Want to pay less tax?

With the end of June 2022 just 8 weeks away, it’s a timely reminder there’s only 63 sleeps before it’s too late to start thinking about strategies to reduce taxable income for the 2022 financial year.

As we’re all aware, prior to Covid, many business owners utilised the Instant Asset Write-Off to purchase equipment and cars to reduce income. With the scarcity of most business assets, minimising tax by buying equipment for your business has become more difficult.

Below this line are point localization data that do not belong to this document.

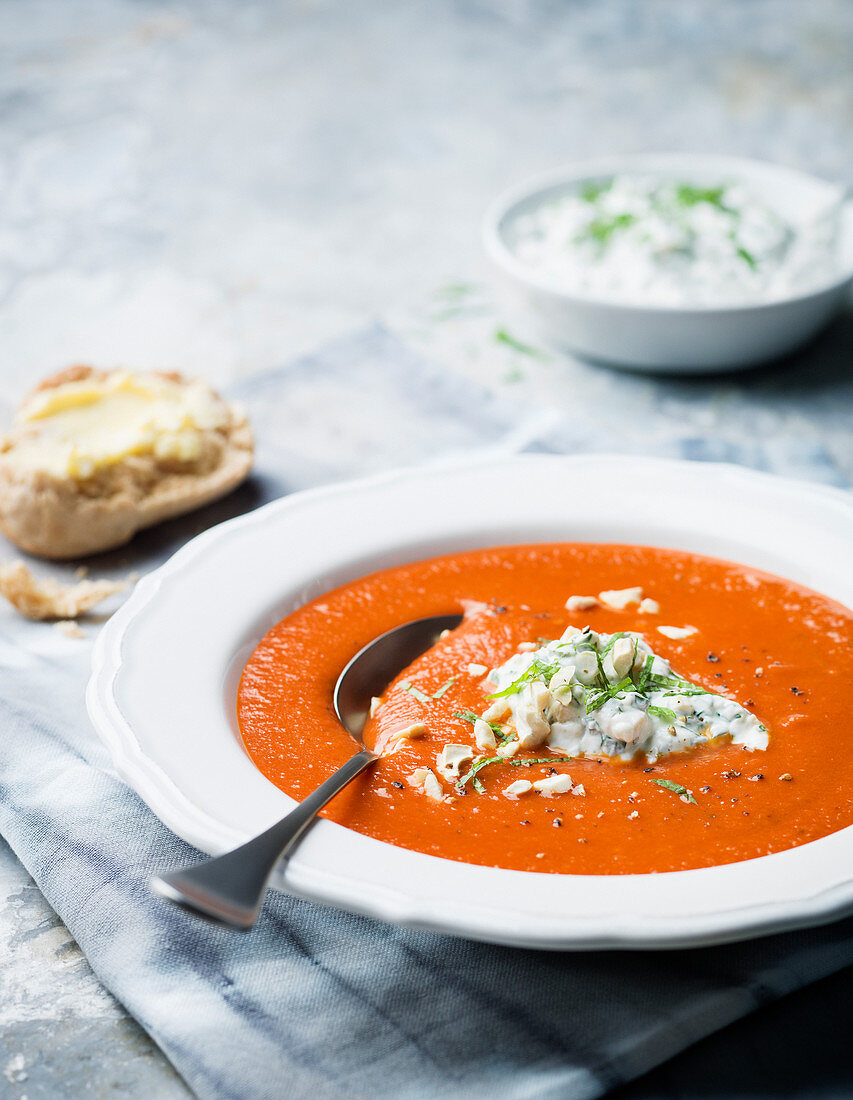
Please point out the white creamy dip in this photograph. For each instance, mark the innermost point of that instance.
(655, 241)
(610, 695)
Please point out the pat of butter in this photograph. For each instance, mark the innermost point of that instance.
(80, 427)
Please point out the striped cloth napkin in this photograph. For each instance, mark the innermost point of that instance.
(316, 1002)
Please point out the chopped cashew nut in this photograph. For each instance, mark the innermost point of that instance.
(451, 757)
(69, 628)
(619, 598)
(553, 784)
(484, 735)
(425, 780)
(496, 711)
(620, 659)
(676, 631)
(581, 603)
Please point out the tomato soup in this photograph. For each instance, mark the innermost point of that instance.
(778, 649)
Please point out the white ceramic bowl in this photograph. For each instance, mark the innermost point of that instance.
(166, 667)
(673, 339)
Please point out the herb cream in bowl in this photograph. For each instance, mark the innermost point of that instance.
(674, 262)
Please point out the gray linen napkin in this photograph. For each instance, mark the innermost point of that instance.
(316, 1002)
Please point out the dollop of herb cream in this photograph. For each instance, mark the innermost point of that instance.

Due to the above, we’ve provided you with other strategies that may be implemented or considered prior to 30 June 2022.

  1. Deferring income – A really simple strategy has always been to consider deferring income until the following financial year by way of deferring invoices.
  2. Reviewing debtors – Outstanding debtors should be reviewed to determine whether any are bad and can be written off prior to 30 June 2022 in order to claim a bad debt deduction.
  3. Prepaying expenses – Individual taxpayers not operating a business, Small Business Entities and Medium Business Entities are able to claim a tax deduction for prepayments made for an advance period of up to 12 months after end of financial year. For these taxpayers, making prepayments accelerates the timing of the tax deduction that would otherwise be ordinarily claimable in the following financial year. Prepayments can include items such as:
    • prepaying rent on your business premises
    • prepaying interest on your investment property
    • prepaying franchise fees, insurances etc
  4. Maximising home office deductions – With many people still working from home after Covid there may still be the opportunity to claim home office expenses. There are 2 methods for claiming home office expenses. The first allows you to apply a set rate per hour for time you work from home. The second being actual expenses (or a percentage of).
  5. Maximising superannuation contributions – For the 2022 financial year, an individual taxpayer is able to make deductible concessional contributions (inclusive of employer contributions already made on their behalf) of up to $27,500. If the taxpayer has not already fully utilised the $27,500 threshold, the taxpayer could consider making additional concessional contributions to claim an additional tax deduction.
  6. Making catch-up superannuation contributions (if you are eligible to) – For taxpayers with a superannuation balance of under $500,000, the Federal Government recently changed the law to allow taxpayers to make additional concessional contributions beyond their $27,500 concessional contribution cap if they did not fully utilise their available concessional contribution cap in prior years commencing from the 2019 financial year. For example, a taxpayer that has only made concessional contributions of $15,000 in each of the 2020 and 2021 years could potentially use this concession to make a deductible superannuation contribution of $45,000 in the 2022 financial year.

The above are just some options available to help you minimise tax before it’s too late.